In the realm of action this issue contains a clearly drawn article on the practicability of preinduction military training, by Howard P. Hudson of the University of Chicago's Institute of Military Studies. Pointing directly to the advantages of campus training, this article is a worthy companion piece for Arch McClure's "Your Role in the War," the most comprehensive directory of military opportunities for college students that has yet been made public. A well known labor reporter has contributed a well thought out analysis of the future of student entry into the newly recognized field of labor relations, whle Uma Bajpai, currently studying at Harvard, has written an excellent survey of the issues which are making his country, India, a subject of general concern.
Two surveys of the activities of students in allied nations broaden the issue's scope. Alan Booth, the secretary of the International Student Service in Great Britain, describes the role of students in a nation which has every-day contact with total war, while John Ballantine '42 contributes an interesting survey of education in war-time Russia.

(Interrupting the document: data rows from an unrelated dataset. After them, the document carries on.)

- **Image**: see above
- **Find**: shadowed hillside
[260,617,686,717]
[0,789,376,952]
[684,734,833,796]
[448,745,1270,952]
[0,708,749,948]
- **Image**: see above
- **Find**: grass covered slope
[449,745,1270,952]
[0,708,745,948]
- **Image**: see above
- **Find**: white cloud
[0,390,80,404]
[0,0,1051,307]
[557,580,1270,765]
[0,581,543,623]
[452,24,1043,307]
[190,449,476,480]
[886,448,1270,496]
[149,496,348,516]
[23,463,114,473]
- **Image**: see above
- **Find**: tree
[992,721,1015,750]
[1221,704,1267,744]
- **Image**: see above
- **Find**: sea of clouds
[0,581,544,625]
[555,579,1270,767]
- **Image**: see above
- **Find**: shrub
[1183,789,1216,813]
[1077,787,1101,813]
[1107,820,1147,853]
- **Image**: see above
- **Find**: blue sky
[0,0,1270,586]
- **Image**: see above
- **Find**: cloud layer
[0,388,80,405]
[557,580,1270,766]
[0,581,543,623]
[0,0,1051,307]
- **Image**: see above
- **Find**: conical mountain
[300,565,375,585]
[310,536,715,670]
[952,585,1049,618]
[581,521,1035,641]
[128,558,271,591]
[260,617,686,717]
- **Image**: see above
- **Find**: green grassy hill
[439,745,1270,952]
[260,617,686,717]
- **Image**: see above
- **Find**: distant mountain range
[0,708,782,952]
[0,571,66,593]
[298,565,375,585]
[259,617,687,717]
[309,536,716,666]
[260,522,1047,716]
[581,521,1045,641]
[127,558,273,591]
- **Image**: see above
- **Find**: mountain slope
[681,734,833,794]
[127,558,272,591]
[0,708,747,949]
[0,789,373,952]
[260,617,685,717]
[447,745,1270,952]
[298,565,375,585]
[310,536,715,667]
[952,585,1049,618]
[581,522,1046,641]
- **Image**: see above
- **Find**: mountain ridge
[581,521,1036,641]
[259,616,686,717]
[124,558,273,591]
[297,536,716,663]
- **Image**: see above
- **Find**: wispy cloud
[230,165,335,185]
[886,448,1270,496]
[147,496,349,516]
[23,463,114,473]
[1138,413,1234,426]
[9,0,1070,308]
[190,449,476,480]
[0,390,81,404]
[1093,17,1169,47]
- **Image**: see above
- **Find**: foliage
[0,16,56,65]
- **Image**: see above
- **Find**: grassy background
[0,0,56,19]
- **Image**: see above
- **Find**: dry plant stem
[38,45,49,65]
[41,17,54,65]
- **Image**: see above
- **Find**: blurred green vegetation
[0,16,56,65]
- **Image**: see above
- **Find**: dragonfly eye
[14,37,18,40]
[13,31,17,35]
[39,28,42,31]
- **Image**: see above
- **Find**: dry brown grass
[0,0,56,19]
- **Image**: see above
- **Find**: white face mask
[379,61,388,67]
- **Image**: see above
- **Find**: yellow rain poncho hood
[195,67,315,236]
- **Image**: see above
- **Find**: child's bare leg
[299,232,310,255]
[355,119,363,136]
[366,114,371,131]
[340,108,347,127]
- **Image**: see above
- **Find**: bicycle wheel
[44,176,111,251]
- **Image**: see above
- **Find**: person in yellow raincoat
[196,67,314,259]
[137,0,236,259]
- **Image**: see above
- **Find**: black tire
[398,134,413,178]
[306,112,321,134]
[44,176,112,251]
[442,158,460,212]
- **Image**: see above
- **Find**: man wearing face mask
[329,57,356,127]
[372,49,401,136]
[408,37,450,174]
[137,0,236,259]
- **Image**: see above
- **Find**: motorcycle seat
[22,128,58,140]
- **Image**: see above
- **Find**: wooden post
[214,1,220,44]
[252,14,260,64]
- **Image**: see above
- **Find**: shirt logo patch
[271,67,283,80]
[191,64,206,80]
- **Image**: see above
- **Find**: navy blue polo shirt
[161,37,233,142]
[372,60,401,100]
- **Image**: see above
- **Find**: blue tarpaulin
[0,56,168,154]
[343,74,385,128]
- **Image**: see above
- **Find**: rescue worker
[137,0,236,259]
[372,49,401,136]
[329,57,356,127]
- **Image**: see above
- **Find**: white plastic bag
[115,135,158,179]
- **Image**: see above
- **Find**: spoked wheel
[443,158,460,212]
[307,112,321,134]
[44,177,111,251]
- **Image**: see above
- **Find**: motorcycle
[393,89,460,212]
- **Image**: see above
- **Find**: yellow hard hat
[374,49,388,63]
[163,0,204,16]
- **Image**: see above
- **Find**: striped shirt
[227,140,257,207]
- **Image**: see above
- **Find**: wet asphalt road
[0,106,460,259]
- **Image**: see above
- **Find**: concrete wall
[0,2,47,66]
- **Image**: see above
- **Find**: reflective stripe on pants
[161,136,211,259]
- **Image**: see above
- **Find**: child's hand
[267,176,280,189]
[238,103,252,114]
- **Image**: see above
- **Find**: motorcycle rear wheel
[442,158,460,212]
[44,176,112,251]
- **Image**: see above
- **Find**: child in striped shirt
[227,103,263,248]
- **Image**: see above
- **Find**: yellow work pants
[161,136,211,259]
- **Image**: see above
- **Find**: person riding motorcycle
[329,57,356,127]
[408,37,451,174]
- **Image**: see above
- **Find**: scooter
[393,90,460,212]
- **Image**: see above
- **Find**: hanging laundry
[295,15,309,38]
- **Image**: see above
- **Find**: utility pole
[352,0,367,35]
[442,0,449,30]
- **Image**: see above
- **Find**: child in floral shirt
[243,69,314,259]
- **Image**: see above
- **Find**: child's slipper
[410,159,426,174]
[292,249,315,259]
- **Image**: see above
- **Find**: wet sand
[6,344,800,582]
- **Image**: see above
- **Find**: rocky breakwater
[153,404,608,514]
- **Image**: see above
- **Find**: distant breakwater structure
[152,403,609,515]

Perhaps the most interesting feature of the issue is the article, "Bluejacket, P.B.K.," by an anoymous Harvard graduate. Faced with the prospect of immediate entry into the armed services, no undergraduate can afford to miss this penetrating resume of the mixed emotions of the college trained enlisted man. In this article, as throughout the magazine, the approach is that of the student, by the student, and for the student. It is in maintaining the approach in the face of temptation to lose themselves in broader issues, that Threshold is making its greatest contribution. This is a type of clear thought for which college students may be grateful.